Architecture

7 Things You Didn’t Know About Frank Lloyd Wright’s Taliesin

Even architecture aficionados won't know some of these facts (like how Wright actually never finished the building)
gardens of Taliesin with flowers in foreground
A view of Frank Lloyd Wright's iconic estate, Taliesin, and the gardens leading up to the Wisconsin home.Photo: Getty Images/Dennis K. Johnson

Frank Lloyd Wright is arguably America’s most treasured architect, changing residential architecture forever with the introduction of the Prairie style. The sought-after designer took commissions across the country—and even the world, designing the famous Imperial Hotel in Tokyo (among others in Japan)—throughout most of his life. One of Wright’s most iconic works is Taliesin, his own home in Spring Green, Wisconsin. The architect spent his childhood in the hills of the state, where his mother’s Welsh family settled, and was largely inspired by the landscape. It makes sense, then, that the architect would end up building his own home, studio, and architecture school here in 1909 on an 800-acre estate, which he named Taliesin (Welsh for “shining brow,” as Wright’s residence on the property, also named Taliesin, sits right on the brow of a hill). Herewith, we discuss seven facts you may not know about Wright’s northern home.

1. Wright built Taliesin as a refuge from a romantic scandal.

In 1889, the 21-year-old Wright married Catherine “Kitty” Tobin, with whom he would have six children, and the family resided in the fashionable Oak Park suburb of Chicago. The architect would soon start an affair with Mamah Borthwick Cheney, the wife of his neighbor and client. In 1909, Wright and Cheney abandoned their families to travel Europe for a year together. Upon their return, they were ostracized from Chicago society, so they moved back to Wisconsin and built Taliesin to start their lives anew.

2. It burned down—twice.

Cheney and Wright’s romance ended quite violently. On August 15, 1914, a servant at Taliesin went on a murderous rampage, setting fire to the private living quarters of Taliesin and killing seven people, including Cheney and her two children, with an axe. The house was gutted. Wright, who was out of town during the massacre, immediately rebuilt Taliesin, yet the home completely burned down again in 1925, when faulty wiring sparked. Again, Wright rebuilt, and thus the version of Taliesin that exists today is known as Taliesin III. You can actually see some evidence of the fires: While most of Wright’s art collection was destroyed in the blazes, some pieces survived, blackened—the architect included some of these burnt works in Taliesin III. You can also spot some charred ceiling beams if you look carefully.

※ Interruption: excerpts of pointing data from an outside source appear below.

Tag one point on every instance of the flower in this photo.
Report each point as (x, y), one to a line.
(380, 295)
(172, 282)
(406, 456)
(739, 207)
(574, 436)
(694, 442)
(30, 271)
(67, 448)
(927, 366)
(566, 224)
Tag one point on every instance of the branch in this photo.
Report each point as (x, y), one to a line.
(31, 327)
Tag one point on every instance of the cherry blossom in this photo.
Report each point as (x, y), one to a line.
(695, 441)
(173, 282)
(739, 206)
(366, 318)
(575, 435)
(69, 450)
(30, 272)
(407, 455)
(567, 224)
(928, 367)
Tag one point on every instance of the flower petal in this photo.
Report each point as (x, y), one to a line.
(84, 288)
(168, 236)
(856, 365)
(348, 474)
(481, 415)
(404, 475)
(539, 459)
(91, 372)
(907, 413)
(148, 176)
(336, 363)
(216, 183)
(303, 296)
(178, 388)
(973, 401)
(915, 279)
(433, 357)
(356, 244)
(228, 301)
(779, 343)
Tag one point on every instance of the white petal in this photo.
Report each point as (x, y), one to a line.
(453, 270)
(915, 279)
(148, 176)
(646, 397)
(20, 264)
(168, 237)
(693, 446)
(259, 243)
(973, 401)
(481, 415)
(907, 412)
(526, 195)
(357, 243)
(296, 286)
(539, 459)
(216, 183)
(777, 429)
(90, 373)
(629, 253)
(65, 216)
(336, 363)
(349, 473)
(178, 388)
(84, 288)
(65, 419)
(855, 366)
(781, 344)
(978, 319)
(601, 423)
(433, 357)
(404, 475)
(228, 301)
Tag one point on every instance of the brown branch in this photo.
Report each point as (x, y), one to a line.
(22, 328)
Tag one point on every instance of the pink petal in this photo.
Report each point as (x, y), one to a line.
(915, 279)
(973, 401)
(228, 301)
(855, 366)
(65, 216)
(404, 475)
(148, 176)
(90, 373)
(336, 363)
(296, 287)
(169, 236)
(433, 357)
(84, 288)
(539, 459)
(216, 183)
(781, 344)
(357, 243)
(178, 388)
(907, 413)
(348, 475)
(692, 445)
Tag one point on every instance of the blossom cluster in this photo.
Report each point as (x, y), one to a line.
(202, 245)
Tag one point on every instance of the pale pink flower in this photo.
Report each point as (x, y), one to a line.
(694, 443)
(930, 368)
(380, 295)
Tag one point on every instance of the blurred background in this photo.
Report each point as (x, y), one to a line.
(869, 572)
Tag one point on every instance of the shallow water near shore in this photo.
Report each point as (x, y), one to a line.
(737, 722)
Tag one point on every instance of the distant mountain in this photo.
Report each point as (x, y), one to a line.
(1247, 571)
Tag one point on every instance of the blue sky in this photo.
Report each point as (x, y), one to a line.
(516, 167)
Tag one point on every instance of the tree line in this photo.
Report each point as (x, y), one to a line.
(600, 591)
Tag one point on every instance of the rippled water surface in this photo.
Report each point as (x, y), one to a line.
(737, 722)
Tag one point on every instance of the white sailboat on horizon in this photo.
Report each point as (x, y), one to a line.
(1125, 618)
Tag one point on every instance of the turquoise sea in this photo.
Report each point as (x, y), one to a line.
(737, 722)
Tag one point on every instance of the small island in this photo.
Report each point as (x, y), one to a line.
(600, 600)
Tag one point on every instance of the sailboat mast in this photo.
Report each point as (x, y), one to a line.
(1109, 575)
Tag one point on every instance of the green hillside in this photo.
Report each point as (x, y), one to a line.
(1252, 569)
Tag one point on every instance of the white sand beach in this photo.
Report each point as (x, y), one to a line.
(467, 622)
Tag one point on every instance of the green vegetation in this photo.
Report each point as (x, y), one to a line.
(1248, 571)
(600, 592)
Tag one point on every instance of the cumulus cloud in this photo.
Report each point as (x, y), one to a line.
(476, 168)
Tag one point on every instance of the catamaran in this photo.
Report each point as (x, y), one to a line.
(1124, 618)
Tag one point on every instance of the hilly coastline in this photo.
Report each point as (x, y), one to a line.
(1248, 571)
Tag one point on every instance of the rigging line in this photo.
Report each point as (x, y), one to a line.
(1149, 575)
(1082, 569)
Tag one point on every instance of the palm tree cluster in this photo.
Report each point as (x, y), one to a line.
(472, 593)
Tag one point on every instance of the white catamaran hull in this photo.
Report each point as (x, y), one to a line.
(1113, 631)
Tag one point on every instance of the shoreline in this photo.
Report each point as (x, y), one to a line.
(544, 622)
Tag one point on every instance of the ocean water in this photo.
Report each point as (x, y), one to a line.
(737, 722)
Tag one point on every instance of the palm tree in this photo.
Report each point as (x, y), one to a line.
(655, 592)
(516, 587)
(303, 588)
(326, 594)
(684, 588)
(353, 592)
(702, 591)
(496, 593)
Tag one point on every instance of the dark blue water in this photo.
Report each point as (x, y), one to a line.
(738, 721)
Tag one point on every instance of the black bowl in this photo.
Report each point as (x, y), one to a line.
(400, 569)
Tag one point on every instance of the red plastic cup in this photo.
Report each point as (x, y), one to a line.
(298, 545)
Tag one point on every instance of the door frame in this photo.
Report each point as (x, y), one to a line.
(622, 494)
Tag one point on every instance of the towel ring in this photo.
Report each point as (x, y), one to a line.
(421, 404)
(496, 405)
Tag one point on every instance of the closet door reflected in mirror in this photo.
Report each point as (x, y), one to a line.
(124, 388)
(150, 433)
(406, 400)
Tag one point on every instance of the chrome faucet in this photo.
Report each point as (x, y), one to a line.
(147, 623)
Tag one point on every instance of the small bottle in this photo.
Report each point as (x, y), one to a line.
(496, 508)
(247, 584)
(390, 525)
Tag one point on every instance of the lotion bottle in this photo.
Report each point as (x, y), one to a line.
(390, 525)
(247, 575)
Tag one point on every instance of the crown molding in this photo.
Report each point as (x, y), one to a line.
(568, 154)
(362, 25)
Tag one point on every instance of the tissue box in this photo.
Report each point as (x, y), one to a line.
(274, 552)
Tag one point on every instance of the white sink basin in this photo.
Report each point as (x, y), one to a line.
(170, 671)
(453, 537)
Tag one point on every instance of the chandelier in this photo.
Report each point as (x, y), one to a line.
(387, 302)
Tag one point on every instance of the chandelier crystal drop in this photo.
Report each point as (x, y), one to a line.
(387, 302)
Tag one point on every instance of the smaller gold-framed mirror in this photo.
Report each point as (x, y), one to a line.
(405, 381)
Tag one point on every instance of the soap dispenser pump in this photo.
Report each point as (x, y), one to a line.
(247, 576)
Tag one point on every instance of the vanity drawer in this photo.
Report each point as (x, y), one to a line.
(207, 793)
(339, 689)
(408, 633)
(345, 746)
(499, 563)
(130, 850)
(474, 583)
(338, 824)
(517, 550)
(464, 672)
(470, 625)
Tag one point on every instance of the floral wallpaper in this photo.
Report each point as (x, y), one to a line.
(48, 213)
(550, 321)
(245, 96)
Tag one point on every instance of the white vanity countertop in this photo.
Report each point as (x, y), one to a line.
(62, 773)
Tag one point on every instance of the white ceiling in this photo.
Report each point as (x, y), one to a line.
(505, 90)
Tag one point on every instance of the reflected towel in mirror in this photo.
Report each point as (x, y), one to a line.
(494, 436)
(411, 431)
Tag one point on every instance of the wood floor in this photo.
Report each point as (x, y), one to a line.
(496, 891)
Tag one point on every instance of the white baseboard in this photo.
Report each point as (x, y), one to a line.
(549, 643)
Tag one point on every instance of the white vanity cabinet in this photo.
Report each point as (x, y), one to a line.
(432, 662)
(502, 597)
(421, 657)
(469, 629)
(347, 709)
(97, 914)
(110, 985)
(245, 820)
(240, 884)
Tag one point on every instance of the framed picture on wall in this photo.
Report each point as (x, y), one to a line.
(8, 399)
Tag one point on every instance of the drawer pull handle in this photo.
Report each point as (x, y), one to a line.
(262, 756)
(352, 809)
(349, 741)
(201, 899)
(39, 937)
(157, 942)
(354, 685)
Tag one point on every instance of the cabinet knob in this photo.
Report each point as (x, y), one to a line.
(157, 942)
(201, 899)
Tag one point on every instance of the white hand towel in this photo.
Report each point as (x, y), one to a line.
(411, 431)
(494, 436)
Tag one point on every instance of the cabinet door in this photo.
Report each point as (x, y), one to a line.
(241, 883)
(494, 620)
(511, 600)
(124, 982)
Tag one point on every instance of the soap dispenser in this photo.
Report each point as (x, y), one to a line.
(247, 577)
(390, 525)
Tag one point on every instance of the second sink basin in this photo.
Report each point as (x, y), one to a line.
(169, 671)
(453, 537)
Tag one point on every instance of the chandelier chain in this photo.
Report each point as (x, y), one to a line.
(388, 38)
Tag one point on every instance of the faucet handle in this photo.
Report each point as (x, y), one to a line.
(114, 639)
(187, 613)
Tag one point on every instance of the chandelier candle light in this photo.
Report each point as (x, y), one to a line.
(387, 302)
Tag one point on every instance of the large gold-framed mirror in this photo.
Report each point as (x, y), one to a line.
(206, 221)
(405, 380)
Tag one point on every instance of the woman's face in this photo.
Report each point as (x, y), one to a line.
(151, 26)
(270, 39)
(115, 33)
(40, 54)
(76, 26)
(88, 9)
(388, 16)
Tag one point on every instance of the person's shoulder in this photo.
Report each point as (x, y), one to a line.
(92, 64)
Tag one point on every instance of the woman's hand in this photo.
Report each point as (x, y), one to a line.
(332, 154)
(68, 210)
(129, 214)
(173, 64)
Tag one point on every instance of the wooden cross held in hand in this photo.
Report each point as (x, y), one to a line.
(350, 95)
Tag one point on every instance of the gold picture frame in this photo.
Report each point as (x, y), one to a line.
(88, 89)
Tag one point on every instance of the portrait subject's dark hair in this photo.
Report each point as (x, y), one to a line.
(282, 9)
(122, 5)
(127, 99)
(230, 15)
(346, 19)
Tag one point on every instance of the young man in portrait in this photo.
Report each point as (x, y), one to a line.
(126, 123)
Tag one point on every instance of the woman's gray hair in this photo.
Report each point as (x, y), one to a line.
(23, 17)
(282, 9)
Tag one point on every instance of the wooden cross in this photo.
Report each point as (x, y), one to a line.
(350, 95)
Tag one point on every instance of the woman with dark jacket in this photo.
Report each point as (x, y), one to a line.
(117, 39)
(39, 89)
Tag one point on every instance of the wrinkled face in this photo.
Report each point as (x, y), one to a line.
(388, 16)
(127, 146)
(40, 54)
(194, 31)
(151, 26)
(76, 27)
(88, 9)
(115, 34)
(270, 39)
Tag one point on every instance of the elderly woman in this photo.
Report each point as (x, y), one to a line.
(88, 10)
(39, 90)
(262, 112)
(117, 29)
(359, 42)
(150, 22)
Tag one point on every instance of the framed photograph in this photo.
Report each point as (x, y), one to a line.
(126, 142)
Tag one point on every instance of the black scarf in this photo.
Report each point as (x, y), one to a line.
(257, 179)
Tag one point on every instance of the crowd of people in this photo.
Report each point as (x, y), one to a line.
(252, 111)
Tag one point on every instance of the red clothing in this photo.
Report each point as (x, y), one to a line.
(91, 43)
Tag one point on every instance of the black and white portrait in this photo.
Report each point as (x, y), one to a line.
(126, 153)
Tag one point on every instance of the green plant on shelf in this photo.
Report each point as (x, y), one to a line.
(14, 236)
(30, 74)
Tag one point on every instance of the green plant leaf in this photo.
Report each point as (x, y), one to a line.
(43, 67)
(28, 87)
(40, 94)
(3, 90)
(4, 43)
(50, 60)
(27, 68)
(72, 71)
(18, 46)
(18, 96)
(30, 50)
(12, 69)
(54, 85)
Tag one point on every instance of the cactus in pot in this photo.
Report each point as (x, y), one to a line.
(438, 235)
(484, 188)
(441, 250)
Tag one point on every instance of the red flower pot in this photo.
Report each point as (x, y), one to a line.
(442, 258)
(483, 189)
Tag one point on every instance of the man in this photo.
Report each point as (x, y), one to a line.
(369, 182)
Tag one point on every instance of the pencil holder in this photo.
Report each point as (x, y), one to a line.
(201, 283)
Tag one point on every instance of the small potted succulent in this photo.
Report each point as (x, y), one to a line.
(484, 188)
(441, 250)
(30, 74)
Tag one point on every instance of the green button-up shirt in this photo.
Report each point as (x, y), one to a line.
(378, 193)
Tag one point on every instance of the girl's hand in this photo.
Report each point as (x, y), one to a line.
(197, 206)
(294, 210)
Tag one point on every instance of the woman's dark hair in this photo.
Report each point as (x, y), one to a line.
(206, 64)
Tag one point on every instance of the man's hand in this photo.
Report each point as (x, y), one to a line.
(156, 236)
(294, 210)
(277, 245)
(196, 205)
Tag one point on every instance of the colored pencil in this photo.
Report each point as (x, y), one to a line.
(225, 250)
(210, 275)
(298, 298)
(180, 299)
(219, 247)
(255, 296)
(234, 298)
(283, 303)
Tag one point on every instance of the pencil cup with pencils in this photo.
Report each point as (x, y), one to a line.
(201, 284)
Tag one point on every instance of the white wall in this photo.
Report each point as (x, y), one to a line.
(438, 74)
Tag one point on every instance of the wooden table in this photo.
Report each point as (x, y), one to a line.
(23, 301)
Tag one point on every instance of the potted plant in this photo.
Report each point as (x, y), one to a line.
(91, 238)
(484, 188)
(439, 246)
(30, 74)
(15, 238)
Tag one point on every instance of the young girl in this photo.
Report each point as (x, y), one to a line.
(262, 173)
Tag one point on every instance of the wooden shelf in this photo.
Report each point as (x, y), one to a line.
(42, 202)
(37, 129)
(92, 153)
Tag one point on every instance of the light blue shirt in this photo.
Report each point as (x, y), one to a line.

3. Wright also accidentally set his architecture school on fire.

When the architect was burning brush on his property, he accidentally torched the Hillside Theater of his architecture school. As he did for his residence, Wright rebuilt. (You’ll notice that at his second home, Taliesin West in Arizona, the property is filled with pools and fountains. Perhaps he was worried about fires?)

A view of Frank Lloyd Wright's Taliesin from a distance.

Photo: Ruth Lin, Courtesy of the Frank Lloyd Wright Foundation

4. The architect’s first works were built on (or near) the estate.

Chicago architect Joseph Lyman Silsbee designed the Unity Chapel for the Lloyd Jones family, Wright’s maternal family, in 1886. The then 18-year-old Wright unofficially apprenticed for Silsbee, designing the interior of the chapel, which is located just off the estate. But Wright’s very first solo project was actually on the property itself. In 1887 his aunts Jane and Ellen Lloyd Jones commissioned the young architect to design the structure for their Hillside Home School, which Wright eventually demolished. A second building he designed for the school in 1901 still stands on the property today as part of the School of Architecture at Taliesin.

5. There are 524 windows in the main house.

“I think this reinforces Wright’s use of natural light and integrating the landscape into his designs,” says Keiran Murphy, historian at Taliesin Preservation. Wright’s aforementioned love of the hills of Wisconsin certainly had a hand in fueling his long-lasting obsession with nature, so it’s not too surprising that he wanted to take in the landscape from wherever he stood in the house. For the record, the interior of the home is about 21,000 square feet, so there’s quite a lot of room for windows.

6. He designed the home without gutters because he wanted icicles to form in the winter.

“I wanted a home where icicles by invitation might beautify the eaves. So there were no gutters,” writes Wright in An Autobiography. “And when the snow piled deep on the roofs and lay drifted in the courts, icicles came to hang staccato from the eaves. Prismatic crystal pendants sometimes six feet long, glittered between the landscape and the eyes inside.”

7. Wright never finished Taliesin.

Up until his death, Wright was always modifying Taliesin. There are 200 documented changes—from major ones, like the addition of rooms, to minor ones, like painting walls—and there were likely many others. One of the last changes to the property was the conversion of a chicken coop into a dormitory for the architecture school. We promise it’s much nicer than it sounds.